En finir avec le dandysme (I)

Léon LUCHART
17/5/2023
En finir avec le dandysme (I)

Ce sont paradoxalement ceux qui connaissent le moins bien le dandysme qui s'imaginent le voir partout. Commençons donc par un exercice simple : demandez autour de vous à quelle période de notre histoire cette notion renvoie. Vous aurez la surprise d'entendre des personnes convaincues vous affirmer que tout se joue au XXème siècle et pas avant. Demandez ensuite quelques noms et cette deuxième expérience achèvera de vous convaincre que le commun des mortels manie la notion de dandysme sans y rien comprendre. Etablissons les choses une fois pour toutes : le dandysme est mort. Si l'on est absolument rigoureux, il émerge au tournant du XIXème siècle, en Angleterre. Son premier représentant, Beau Brummell, inspire la société anglaise puis française, mais il faut attendre la décennie 1830 pour observer l'apogée de cette tendance à Paris. La Belle Epoque sera le témoin d'une résurgence de ce mouvement esthétique dont les Années Folles seront le dernier grand moment.

Nous ne parlons de mouvement que par commodité. Il n'y a en réalité jamais eu de structuration de cette communauté d'élégants, qui se piquaient tous d'atteindre une originalité absolue. Faire corps n'avait de sens que pour tenir face à la vague redoutable de la médiocrité contemporaine. Car c'est là le deuxième point : le dandysme réclamait certaines conditions pour apparaître. Lisez Baudelaire et tous ceux qui ont écrit sur la question ; l'enjeu n'est pas seulement l'élégance, c'est avant tout l'esprit de rupture. Passer dandy (expression de Balzac), c'est entrer en résistance. C'est s'inventer aristocrate du Beau pour lutter contre son temps.

En lisant ces mots, vous croyez pouvoir faire des rapprochements avec des personnalités du XXIème siècle : nous vous conseillons d'y renoncer. Etre dandy suppose de savoir faire advenir sans cesse une radicale et absolue nouveauté. Le dandysme n'est pas qu'un art du vêtement ou du paraître : c'est une injonction à être toujours déconcertant. Cela, les dandys du passé le pouvaient encore. Mais nous, que pouvons-nous espérer accomplir depuis que le mouvement a été réifié en notion, depuis qu'on a pu le figer en en faisant une étiquette ? Le dandy se définissait par sa capacité à être toujours là où on ne l'attendait pas. Qui peut encore prétendre à une telle fraîcheur d'existence aujourd'hui ? Le dandysme, pour s'imposer à notre époque, doit nécessairement faire référence à un temps révolu. Maintenir le dandysme aujourd'hui implique de se rattacher à un passé, un âge d'or qu'il paraît bon de réactiver - tandis que les vrais dandys ne se référaient qu'à eux-mêmes. Un dandy ne devrait jamais tirer sa légitimité ou sa crédibilité de la référence à des prédécesseurs. En toute rigueur, on devrait ainsi aller jusqu'à dire que seul Brummell fut un vrai dandy - puisque aucun autre n'aurait existé sans lui.

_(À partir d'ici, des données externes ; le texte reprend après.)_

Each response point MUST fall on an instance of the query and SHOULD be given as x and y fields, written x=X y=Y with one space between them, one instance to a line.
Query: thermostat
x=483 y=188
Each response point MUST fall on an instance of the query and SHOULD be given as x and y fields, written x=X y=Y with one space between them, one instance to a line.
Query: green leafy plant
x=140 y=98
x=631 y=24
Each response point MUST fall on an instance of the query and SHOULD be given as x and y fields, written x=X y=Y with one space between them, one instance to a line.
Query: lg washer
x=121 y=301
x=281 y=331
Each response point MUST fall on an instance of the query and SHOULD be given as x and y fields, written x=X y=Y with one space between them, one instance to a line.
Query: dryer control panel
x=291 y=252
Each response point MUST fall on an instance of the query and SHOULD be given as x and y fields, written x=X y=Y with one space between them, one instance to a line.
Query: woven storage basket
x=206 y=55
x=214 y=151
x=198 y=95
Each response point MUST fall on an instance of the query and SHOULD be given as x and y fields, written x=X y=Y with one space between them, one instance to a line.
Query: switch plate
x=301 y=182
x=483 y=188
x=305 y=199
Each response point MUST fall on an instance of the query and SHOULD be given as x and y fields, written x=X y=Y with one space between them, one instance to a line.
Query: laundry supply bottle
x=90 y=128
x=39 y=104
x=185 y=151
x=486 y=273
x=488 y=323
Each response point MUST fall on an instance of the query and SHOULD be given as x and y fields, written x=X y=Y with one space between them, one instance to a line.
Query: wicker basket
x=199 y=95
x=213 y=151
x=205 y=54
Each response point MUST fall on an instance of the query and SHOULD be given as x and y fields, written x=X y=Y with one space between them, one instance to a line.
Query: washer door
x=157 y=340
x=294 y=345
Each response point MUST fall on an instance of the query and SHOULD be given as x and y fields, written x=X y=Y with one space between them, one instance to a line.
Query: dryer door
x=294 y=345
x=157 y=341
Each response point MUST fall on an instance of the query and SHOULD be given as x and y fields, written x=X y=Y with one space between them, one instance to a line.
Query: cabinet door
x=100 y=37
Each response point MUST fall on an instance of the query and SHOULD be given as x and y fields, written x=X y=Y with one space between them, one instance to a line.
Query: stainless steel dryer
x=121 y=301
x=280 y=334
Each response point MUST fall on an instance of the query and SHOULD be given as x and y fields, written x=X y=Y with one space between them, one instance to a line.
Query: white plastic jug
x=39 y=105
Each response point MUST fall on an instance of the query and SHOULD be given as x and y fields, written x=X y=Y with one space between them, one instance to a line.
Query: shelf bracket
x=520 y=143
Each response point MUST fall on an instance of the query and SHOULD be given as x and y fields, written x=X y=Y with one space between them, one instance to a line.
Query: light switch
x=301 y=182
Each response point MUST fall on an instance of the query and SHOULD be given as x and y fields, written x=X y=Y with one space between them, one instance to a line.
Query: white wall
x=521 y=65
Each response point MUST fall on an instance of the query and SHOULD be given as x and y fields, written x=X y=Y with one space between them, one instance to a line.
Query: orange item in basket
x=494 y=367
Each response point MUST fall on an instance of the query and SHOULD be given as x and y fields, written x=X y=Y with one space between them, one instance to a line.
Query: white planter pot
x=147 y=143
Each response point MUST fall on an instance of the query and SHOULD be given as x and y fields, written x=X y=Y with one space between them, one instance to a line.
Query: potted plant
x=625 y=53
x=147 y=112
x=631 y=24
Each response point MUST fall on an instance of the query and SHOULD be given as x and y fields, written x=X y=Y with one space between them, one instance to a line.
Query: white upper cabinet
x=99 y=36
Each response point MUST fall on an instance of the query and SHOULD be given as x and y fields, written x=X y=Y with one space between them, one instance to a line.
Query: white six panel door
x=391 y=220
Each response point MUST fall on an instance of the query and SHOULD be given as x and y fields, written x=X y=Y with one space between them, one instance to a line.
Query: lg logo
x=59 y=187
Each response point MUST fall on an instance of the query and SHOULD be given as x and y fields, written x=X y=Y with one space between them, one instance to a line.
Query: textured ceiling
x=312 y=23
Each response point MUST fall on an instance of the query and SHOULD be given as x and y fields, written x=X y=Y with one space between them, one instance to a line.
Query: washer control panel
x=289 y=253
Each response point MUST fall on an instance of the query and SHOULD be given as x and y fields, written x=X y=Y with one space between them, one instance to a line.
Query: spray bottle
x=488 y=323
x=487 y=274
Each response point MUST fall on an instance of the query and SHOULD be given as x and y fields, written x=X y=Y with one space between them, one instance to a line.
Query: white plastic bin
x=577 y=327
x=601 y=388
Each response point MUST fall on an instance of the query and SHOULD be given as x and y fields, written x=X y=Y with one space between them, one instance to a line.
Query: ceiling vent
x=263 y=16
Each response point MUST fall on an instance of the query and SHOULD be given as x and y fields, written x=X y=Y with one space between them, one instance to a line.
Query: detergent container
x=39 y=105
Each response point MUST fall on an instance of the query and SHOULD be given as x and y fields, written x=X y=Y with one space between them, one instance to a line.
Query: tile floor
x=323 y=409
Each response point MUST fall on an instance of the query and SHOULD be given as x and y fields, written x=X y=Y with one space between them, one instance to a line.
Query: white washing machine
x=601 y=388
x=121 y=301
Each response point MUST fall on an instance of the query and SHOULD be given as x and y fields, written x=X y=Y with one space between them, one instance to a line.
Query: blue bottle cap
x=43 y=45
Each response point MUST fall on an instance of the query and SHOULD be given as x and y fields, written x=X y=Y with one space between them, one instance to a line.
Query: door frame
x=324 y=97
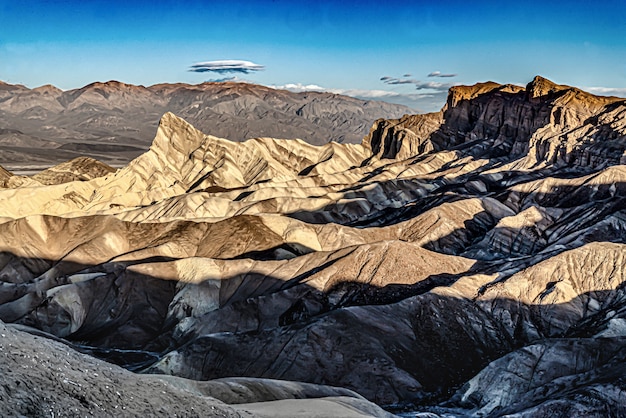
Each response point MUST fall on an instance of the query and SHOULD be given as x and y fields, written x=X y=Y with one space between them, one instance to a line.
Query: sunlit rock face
x=470 y=261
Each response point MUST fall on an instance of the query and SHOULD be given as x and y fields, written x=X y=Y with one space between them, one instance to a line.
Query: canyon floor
x=469 y=262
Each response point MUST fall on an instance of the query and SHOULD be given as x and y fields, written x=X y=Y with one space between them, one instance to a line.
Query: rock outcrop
x=470 y=261
x=115 y=122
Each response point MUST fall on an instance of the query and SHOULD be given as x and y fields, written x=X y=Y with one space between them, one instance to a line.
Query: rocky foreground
x=466 y=262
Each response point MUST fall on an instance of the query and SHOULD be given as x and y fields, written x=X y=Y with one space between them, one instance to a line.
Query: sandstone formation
x=115 y=122
x=467 y=262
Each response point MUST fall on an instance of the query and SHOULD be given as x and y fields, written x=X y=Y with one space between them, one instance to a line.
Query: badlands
x=469 y=262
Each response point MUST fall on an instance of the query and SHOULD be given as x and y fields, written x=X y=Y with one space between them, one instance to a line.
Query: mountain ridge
x=107 y=113
x=448 y=263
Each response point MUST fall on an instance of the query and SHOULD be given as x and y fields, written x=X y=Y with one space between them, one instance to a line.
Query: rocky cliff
x=469 y=262
x=116 y=122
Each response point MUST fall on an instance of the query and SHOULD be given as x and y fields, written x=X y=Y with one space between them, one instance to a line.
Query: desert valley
x=228 y=249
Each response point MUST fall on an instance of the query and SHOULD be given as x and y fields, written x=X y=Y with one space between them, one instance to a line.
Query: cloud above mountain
x=420 y=85
x=418 y=101
x=226 y=66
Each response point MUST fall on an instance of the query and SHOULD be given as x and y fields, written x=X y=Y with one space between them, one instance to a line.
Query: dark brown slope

Nous sommes allés assez loin dans la théorie ; en réalité, déconstruire le prétendu dandysme moderne ne demande pas tant d'efforts. Revenons à quelques considérations plus générales. Si vous pouvez dire "original" ou "élégant" au lieu de "dandy", alors n'employez pas ce dernier terme. S'il est simplement question d'un costume, d'une cravate ou d'un accessoire peu commun, ne parlez pas de dandysme. Si vous êtes face à une personne un peu en décalage avec la société, ne dites pas "dandy". En revanche, si vous croisez un individu oisif, insolent, brillant, provocateur, hautain, gracieux, sublime ; s'il est mis avec brio, si sa conversation est superbement futile, son goût infiniment délectable, si sa compagnie vous frustre autant qu'elle vous fascine ; si tous ces éléments sont face à vous, alors, vous saurez comment appeler votre homme.